Base da interpretaçãoA perícia nos processos fiscais está disciplinada no Decreto 70.235/1972 — no artigo 16, inciso IV —, em soluções de consulta e em acórdãos do Carf. Em um deles, as perícias foram justificadas da seguinte forma: "em matéria de alta complexibilidade científica, como é o caso do setor de informática, a fiscalização deve se valer da perícia técnica para comprovar suas eventuais suspeitas de incorreção quanto a classificação fiscal do produto importado".
A impossibilidade de o contribuinte interferir nesse procedimento ficou clara no acórdão 3101-000.543 da 1ª Turma da 1ª Câmara da 3ª Seção do Carf, que definiu ser a perícia "atividade fiscal da fase inquisitória do procedimento de determinação da exigência do crédito tributário, em que não há necessidade de quesitos [perguntas] por parte do importador'. Por outro lado, o Carf definiu ser "incabível a aplicação de multas de ofício relativas a exigência de imposto apurado em razão de desclassificação tarifária, quando o produto encontra-se corretamente descrito pelo importador".
Pesquisa feita pela tributarista Luciana Tambellini na jurisprudência do Carf não retornou resultados favoráveis ao contribuinte nos casos de erro de classificação. "Não importa se o importador agiu de boa ou má-fé. Segundo as decisões, o erro é objetivo e gera, no mínimo, multa, sem prejuízo do tributo não recolhido", diz.

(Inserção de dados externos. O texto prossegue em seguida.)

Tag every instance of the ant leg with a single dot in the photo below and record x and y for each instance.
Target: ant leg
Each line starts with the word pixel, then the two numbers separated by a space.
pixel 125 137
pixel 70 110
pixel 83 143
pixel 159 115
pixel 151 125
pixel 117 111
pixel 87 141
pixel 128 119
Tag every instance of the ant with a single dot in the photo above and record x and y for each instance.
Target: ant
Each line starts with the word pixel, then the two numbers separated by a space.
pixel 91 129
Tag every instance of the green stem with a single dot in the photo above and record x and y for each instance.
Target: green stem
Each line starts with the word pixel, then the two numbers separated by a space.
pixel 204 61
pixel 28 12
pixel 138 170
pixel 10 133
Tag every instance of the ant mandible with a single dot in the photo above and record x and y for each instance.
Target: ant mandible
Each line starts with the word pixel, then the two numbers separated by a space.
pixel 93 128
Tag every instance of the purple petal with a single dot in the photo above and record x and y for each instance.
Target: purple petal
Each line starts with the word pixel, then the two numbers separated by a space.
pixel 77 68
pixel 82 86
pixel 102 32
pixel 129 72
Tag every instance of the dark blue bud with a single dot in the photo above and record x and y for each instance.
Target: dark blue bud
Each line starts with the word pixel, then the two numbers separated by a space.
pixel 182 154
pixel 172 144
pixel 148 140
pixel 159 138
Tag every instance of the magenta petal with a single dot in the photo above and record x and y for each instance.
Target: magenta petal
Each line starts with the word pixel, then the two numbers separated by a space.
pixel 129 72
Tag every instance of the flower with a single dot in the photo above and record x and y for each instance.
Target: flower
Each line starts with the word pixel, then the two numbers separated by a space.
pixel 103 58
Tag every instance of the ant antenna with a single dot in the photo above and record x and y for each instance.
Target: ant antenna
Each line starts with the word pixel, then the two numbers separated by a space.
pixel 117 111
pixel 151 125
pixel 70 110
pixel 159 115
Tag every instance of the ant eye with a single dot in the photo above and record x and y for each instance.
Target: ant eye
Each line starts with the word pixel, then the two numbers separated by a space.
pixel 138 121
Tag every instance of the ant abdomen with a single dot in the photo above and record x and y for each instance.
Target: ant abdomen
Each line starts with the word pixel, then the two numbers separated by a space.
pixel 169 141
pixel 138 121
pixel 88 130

Em 2009, a Solução de Divergência 6 da Receita Federal deu nova interpretação para a classificação de componentes de computadores. Segundo o entendimento, placas de vídeo passaram a ser enquadradas como "outras unidades de máquinas para processamento de dados". Essa mudança levou o Imposto de Importação de 0% para 15% e o IPI de 2% para 16%. "Essas placas ficaram 30% mais caras ao consumidor", afirma o advogado André Luiz dos Santos, sócio da área tributária do Tostes e Associados Advogados.
Em novembro, o escritório preparou um parecer questionando a mudança. "O entendimento da Receita não pode redundar em majoração de alíquota sem edição de lei com sentido estrito, o que viola o princípio constitucional da legalidade estrita em matéria tributária", diz Santos. "Além disso, o contribuinte não pode se surpeender com inovações por parte de regulamentos ou interpretações da Receita ou mudanças de critério que causem ônus a quem recolhe."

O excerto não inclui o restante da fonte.